第32章 scene6:僕はHIME…
いつもよりも早い時間に起きた僕は、まだ覚め切らない頭のままシャワーを浴びた。
丁寧に髭を剃り、すっかり放置してしまっていた脇と脛の毛も剃り、最後に鏡で全身を細かにチェックしてから、バスタオルで水分を拭き取った身体にボディークリームを塗った。
甘いフルーツのような香りで、ちょっぴりラメの入った、僕のお気に入りのボディークリームだ。

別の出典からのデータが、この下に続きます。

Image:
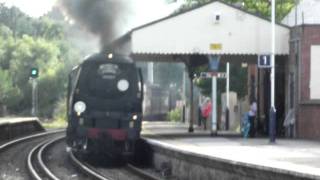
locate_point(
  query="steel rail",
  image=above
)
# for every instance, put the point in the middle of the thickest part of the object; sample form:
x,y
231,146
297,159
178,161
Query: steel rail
x,y
31,168
141,172
17,141
40,154
86,169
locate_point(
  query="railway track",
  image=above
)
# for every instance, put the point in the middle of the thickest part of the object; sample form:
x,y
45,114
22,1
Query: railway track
x,y
36,165
35,150
127,172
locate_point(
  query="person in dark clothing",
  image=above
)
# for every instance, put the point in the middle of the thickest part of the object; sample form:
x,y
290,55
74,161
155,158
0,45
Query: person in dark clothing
x,y
252,116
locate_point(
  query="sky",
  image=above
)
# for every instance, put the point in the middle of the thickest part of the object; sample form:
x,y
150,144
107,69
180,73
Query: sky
x,y
146,10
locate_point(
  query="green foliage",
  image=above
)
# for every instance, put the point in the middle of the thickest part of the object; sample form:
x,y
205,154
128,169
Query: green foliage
x,y
25,43
174,115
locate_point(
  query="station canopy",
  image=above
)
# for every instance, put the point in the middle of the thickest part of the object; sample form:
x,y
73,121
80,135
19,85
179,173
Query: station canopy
x,y
215,28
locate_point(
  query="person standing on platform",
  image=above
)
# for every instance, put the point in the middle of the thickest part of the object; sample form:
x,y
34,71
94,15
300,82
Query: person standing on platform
x,y
206,112
252,116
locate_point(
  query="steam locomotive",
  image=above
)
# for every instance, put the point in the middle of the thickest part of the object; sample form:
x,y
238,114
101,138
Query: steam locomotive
x,y
104,105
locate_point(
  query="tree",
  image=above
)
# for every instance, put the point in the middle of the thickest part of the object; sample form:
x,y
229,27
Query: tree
x,y
25,43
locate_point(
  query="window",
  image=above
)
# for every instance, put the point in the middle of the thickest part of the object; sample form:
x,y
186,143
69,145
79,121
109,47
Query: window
x,y
314,74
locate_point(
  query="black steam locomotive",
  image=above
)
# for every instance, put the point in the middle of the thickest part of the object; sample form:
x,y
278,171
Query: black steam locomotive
x,y
104,105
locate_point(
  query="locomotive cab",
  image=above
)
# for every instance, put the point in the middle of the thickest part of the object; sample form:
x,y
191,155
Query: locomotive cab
x,y
104,105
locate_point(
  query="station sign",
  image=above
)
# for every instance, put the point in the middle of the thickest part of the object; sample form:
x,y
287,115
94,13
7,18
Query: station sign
x,y
221,75
264,61
214,63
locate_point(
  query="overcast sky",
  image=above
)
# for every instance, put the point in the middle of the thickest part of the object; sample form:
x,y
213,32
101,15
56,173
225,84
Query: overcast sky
x,y
147,10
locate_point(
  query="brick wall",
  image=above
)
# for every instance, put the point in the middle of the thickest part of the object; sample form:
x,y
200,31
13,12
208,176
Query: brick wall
x,y
308,117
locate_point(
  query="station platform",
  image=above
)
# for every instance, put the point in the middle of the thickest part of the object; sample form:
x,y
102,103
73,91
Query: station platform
x,y
299,158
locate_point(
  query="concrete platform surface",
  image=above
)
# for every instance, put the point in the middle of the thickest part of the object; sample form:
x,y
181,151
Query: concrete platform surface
x,y
288,155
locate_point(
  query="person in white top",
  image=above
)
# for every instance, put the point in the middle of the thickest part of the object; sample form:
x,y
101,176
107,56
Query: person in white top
x,y
252,116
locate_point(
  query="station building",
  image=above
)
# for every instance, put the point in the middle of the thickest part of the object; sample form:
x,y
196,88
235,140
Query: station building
x,y
303,70
237,36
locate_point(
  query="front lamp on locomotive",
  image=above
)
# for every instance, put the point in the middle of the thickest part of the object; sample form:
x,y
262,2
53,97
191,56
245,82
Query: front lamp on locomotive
x,y
104,105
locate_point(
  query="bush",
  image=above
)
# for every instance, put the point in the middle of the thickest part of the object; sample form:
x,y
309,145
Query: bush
x,y
174,115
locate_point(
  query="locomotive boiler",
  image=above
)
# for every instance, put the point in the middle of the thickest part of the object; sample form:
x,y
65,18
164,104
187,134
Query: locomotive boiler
x,y
104,105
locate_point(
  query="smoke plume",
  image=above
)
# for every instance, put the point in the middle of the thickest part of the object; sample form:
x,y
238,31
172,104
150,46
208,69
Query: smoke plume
x,y
101,17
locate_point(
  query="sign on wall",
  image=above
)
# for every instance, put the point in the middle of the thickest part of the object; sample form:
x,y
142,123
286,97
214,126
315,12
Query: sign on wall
x,y
264,61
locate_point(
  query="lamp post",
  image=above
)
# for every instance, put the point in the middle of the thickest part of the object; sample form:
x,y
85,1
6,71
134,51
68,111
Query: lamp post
x,y
272,116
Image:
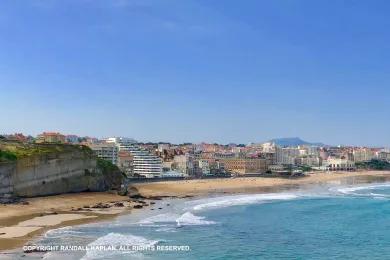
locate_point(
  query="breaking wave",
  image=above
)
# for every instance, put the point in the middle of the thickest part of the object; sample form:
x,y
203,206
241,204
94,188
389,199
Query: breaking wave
x,y
116,240
228,201
189,219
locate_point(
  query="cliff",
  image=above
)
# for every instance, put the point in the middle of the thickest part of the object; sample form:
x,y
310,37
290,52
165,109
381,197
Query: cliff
x,y
29,170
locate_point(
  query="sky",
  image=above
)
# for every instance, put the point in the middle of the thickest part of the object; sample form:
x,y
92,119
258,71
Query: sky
x,y
197,70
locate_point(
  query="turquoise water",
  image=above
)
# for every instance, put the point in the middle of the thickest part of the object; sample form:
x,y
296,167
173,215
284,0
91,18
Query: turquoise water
x,y
328,223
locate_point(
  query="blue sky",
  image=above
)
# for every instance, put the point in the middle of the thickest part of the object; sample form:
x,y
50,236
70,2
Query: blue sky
x,y
188,70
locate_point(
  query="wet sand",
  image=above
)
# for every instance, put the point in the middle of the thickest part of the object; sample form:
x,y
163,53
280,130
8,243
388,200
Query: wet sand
x,y
255,184
20,223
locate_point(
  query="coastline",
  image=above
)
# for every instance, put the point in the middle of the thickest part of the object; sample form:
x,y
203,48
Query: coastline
x,y
255,184
44,213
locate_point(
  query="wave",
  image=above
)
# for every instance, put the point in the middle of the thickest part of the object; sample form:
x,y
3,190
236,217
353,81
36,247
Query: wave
x,y
185,219
116,240
352,190
161,218
59,232
189,219
228,201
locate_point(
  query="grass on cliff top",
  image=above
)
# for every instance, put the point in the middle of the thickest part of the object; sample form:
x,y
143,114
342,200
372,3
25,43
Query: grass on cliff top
x,y
11,151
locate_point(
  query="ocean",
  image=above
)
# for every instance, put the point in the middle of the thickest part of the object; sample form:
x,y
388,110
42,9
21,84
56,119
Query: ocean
x,y
324,222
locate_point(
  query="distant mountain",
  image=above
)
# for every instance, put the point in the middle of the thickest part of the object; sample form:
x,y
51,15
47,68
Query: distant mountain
x,y
293,141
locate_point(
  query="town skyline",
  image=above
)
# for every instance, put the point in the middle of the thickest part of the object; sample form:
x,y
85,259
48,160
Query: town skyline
x,y
282,141
200,71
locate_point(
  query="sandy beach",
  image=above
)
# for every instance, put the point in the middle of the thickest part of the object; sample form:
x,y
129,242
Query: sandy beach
x,y
20,223
254,184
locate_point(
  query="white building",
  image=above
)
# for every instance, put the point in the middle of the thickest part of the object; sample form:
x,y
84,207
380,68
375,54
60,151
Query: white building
x,y
339,165
204,166
184,164
363,155
144,163
106,151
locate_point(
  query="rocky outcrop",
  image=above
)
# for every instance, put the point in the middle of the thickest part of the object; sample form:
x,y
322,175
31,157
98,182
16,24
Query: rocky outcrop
x,y
74,169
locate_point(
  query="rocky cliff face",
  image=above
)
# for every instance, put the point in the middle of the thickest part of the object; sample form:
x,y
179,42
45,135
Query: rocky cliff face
x,y
73,169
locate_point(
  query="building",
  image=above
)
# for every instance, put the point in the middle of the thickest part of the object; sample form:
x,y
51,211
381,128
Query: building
x,y
287,156
312,161
106,151
204,167
245,165
72,139
184,164
339,165
144,164
125,163
363,155
50,137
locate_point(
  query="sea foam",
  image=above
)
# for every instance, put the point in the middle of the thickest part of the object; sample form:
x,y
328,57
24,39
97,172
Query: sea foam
x,y
189,219
116,240
228,201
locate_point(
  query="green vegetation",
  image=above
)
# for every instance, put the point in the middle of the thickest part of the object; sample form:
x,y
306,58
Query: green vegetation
x,y
306,168
373,165
113,176
13,150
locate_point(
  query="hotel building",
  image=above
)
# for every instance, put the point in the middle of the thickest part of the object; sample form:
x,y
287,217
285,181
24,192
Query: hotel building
x,y
144,163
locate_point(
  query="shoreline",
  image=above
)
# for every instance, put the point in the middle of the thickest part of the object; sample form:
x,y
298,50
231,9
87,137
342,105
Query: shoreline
x,y
24,223
255,184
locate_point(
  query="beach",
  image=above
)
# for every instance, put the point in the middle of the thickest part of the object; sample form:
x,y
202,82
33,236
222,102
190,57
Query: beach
x,y
20,223
254,184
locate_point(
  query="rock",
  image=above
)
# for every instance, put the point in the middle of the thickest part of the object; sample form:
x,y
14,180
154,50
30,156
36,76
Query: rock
x,y
119,204
100,206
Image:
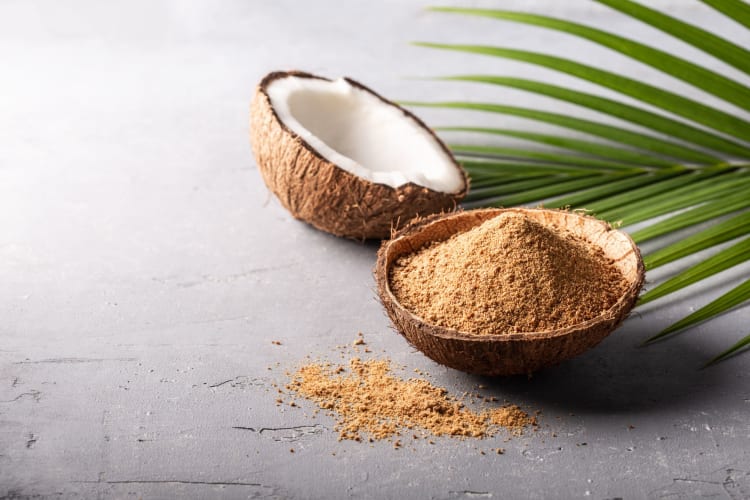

僕はクリームを塗って、ライトに照らされて細かな光を放つ腕をそっと鼻先に近付けると、熟した苺の匂いにも似た甘い香りをクンと嗅いだ。
「うん、やっぱり良い匂い♡」
不思議だね、匂い一つで僕の中のスイッチが、”智”から”HIME”に変わる気がするんだから。
あ、でもゆっくりしてる暇はないんだっけ…
なんたって、超せっかちな“あの人”がお迎えに来てくれるって言うからさ、そうのんびりもしてられない。
僕は鏡に向かったまま、この日のために用意した真っ白なパンティを穿いた。
布面積は割と広めだけど、僕が大好きなレースがたっぶりで、とっても可愛いの♡
それにフィット感も抜群で、ボクサーパンツだと落ち着きなくしていた息子くんも、居心地が良さそうだ♪
「後は…、えっと…」
ブラジャーは斗子さんのサロンに行ってから着ければ良いから…
僕はパンティの上からデニムのハーフパンツを履くと、ダンガリーシャツの袖に手を通した。
本当はね、Tシャツとかのが楽なんだけど、頭から被るタイプのだと、お着替えした時にメイクやヘアが崩れてしまうからね…
だからボタンは面倒くさいけど、そこはちょっと我慢なの。
「良し、これで良いかな…」
僕は洗面所を出ると、そのまま玄関に向い、用意さてあったリュックを開けた。